- Born: August 5, 1962 Longview, Washington, U.S.
- Genres: Modal jazz, avant-garde jazz, hard bop, post-bop
- Occupations: Musician, Bandleader, Composer, Educator
- Instruments: Drums, multi-instrumentalist
- Years active: 1978 - Present
- Website: www.alanjonesdrummer.com

= Alan Jones (drummer) =

American drummer (born 1962)

Alan Jones (born August 5, 1962) is an American jazz drummer, composer and educator. Born in Longview, Washington, he moved to Portland, Oregon at an early age and took up the drums and guitar as a young child. Jones' first experience in his early career was with Count Dutch, an organist from Amsterdam who hired Jones to work with him as a drummer. His first album was Unsafe which was published in 1998.

==Biography==

===Early life===

Jones moved to Portland Oregon at an early age. He began playing the drums and guitar as a young child and had some instruction from local Jazz Pianist and Educator Arletta O'hearn Jones spent his high school years soaking in the vibrant local music scene. "I saw Dexter Gordon when I was in high school," recalls Jones, who sneaked in an upstairs window to soak up the music before he was caught and ejected". Jones was inspired by Jazz musicians Saxophonist Sonny King, John Stowell and Mel Brown as well as Jim Pepper and David Friesen who would help establish his early career. One of the first such experiences was provided by an organist from Amsterdam named Count Dutch, who hired Jones to work with him on the road after hearing him play at one of Dutch's jam sessions. These tours also presented an opportunity to play extensively with Saxophonist Jim Pepper, a relationship that Jones would build on in the future. This musical period lasted until Dutch's premature death three years later.

===The 1980s: early tours and New York===

After moving to Boston in 1980 Jones graduated from the Berklee College of Music where he studied with the jazz drummer Alan Dawson. During this time he spent two summers at the Banff Center for the Fine Arts in Canada and also made appearances in his home town of Portland. Jones moved to New York City in 1984 and as a tenant of the same Brooklyn apartment building as Jim Pepper and bassist Ben Wolfe, where he organized many jam sessions.

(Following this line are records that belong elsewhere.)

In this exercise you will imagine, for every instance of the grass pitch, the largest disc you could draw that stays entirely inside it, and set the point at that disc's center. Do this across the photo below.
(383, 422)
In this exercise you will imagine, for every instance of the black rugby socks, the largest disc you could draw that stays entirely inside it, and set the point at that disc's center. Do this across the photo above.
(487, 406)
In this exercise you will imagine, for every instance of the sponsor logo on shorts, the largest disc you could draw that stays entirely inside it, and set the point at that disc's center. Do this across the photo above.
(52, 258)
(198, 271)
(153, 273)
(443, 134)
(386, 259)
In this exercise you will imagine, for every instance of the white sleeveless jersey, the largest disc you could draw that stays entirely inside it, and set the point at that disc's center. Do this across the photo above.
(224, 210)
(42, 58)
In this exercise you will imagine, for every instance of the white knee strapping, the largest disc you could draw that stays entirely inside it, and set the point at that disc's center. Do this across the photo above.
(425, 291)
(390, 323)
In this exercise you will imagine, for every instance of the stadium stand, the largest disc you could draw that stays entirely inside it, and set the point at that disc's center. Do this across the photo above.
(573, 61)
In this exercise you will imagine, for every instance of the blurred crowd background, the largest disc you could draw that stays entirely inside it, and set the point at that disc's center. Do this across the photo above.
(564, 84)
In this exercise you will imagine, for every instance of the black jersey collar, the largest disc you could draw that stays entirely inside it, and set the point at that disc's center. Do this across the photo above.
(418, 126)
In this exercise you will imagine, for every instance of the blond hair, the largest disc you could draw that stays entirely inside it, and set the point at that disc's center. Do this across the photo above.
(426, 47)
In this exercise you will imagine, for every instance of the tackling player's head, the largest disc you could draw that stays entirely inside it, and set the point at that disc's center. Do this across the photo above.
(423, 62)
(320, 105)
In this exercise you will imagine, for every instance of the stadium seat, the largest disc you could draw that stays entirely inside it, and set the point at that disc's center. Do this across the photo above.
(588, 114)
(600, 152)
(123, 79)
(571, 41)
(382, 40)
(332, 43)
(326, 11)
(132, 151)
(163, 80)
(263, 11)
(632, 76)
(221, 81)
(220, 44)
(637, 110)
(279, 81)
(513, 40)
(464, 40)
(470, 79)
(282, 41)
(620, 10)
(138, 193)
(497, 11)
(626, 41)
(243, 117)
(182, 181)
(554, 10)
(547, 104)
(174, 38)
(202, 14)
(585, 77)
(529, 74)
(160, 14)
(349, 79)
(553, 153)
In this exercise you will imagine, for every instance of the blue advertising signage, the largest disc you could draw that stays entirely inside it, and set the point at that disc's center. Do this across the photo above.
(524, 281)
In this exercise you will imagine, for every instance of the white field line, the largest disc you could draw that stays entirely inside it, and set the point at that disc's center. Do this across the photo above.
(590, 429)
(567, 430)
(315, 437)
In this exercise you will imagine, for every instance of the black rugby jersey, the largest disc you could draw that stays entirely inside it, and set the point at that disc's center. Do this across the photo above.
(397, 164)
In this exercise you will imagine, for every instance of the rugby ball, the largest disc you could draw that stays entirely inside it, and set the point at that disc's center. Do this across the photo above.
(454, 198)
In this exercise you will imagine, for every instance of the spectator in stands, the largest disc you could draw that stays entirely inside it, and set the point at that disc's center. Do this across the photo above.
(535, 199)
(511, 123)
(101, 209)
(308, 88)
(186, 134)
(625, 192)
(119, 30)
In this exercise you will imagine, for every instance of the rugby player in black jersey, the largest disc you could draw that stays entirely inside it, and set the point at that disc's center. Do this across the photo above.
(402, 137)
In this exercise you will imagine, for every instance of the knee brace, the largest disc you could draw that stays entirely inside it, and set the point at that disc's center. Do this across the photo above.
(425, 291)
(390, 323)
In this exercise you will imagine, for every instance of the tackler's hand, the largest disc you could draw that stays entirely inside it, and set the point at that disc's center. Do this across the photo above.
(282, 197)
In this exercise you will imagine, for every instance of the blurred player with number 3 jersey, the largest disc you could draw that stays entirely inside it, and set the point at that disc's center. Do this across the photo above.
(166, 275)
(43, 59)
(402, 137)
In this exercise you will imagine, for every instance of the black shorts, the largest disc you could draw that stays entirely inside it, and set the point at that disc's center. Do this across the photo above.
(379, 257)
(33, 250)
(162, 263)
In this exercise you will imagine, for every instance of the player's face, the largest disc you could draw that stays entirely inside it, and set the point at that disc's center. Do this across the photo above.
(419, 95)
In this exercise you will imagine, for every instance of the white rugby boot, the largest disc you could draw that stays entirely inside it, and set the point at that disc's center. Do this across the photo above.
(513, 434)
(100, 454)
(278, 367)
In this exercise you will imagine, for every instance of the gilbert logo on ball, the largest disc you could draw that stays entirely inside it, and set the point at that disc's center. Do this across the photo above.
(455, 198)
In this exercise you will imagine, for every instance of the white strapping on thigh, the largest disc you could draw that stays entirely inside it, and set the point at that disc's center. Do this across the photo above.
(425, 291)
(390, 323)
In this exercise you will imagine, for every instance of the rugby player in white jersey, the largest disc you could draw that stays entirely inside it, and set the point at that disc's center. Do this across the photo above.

In 1985 while still in New York City, Jones met Canadian Saxophonist Phil Dwyer and they both performed as members of the David Friesen trio, a tenure which lasted into the next decade.

===1988—1995: Europe===
In 1988, Jones moved to Europe splitting his home between Vienna and Paris. This led to Jones sharing leadership and compositional duties with bandmates in The Fensters and performing at Europe's leading jazz festivals. This also coincided with tours of England, France, Germany, Belgium, the Netherlands, Austria, Hungary, Spain, Portugal, Italy and the Czech Republic.

During his time in Europe, Jones also continued to tour with The David Friesen Trio throughout the U.S. and extensively up and down the West Coast as well as additional dates in Canada with Kenny Wheeler. During this time Jones made a number of recordings with this group including David Friesen's well received 1989 release Other Times, Other Places.

In the early 1990s Jones continued to perform with Friesen as a member of his quartet with saxophonist John Gross and Trumpeter Gary Barone.

===1996—2004: The Alan Jones Sextet===
Upon returning to Portland in 1996, Jones stepped further into the roll of band leader and composer with the formation of The Alan Jones Sextet. Jones leveraged John Gross and Randy Porter from earlier work in David Friesen's group as well as other Portland musicians. Their recording first established Jones working with Gino Vannelli, who produced their first recording, Unsafe.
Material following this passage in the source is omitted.